Uma das passagens que mais o marcaram, no entanto, foi quando resolveu deitar falação sobre os “idiotas da objetividade”. Na verdade, a transmutação, o processo de metamorfose ou gradual “americanização” da imprensa brasileira, que obrigava o jornalista a deixar de lado o floreio verbal, o detalhamento do fato, as minúcias da ocorrência e até o uso de um pouco de exagero, privando o leitor da expectativa sobre o desenlace da matéria; a partir de então, o objetivo era entregar-lhe um texto já mastigado, enxuto, insosso, sem nenhuma emoção ou capaz de provocar-lhe qualquer comoção.

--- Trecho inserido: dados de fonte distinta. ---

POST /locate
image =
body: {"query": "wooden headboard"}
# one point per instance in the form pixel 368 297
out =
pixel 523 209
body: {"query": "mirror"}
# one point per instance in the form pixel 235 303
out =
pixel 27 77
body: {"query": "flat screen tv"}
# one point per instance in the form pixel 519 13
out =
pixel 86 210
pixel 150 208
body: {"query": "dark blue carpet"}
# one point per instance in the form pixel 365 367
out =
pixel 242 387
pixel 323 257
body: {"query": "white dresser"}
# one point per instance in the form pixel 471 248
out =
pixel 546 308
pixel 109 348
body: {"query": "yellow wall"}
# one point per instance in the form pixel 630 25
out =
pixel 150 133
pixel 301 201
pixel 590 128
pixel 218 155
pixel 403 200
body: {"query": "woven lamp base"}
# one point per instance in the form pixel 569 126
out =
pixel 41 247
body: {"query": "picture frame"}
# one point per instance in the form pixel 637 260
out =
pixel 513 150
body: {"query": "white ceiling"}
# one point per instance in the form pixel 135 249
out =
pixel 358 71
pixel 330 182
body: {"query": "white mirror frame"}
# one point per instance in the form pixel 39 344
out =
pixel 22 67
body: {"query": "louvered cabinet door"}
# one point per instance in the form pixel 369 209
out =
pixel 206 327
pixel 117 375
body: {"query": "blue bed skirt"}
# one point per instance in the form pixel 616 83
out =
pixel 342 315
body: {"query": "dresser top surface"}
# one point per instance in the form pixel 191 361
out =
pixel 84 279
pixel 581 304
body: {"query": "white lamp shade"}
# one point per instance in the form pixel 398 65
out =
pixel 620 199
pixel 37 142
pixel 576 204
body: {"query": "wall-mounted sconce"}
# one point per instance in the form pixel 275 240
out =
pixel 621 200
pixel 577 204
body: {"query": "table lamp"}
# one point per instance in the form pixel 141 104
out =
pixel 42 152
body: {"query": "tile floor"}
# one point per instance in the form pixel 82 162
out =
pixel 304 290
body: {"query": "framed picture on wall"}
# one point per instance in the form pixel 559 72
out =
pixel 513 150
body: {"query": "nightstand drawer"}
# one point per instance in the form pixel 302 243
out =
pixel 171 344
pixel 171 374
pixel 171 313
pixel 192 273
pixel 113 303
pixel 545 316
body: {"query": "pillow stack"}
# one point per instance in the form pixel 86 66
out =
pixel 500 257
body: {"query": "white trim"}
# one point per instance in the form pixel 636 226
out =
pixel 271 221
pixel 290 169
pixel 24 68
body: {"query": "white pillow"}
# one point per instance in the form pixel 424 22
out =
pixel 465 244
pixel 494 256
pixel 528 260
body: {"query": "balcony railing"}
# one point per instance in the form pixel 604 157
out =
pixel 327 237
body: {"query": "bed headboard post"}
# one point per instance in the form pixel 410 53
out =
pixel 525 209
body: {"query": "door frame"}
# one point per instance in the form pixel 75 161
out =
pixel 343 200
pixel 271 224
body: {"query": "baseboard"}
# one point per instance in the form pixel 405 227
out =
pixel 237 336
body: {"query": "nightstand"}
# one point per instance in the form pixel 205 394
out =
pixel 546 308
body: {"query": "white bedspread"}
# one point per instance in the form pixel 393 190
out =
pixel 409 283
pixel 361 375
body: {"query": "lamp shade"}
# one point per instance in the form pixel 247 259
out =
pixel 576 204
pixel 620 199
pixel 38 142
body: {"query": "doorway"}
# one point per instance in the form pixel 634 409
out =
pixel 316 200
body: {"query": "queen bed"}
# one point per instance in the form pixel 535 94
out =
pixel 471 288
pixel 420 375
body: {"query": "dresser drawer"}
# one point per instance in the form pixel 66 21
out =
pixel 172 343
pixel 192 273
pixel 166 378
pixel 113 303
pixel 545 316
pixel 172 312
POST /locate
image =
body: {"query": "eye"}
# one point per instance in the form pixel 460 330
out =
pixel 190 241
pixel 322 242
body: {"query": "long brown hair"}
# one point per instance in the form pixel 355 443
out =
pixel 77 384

Para Nelson, os profissionais que se prestavam a essa nova realidade não eram jornalistas na essência, mas, sim, meros “idiotas da objetividade” (porquanto apenas transcreviam e assinavam os textos recebidos das agências de notícias).
A reflexão tem muito a ver como determinadas figuras jurássicas, que não tiveram o cuidado de se reciclar (e que pululam aqui e acolá), adeptas da tese estapafúrdia de que, por não viverem num determinado ambiente ou cidade, as pessoas estariam incapacitadas ou inabilitadas para opinar ou redigir sobre o que lá acontece, porquanto teoricamente desinformadas ou desprovidas daquela massa cinzenta que os faz pensar, agir, ter opinião própria a respeito das coisas e do mundo e sobre tal manifestar-se (a Internet, o telefone, o jornal, os correios e a comunicação familiar nada valeriam, mas, tão somente, a presença, a “matéria bruta” in loco, preferencialmente ao vivo e a cores.

E aí, será que Nelson Rodrigues os rotularia de “idiotas da objetividade” ???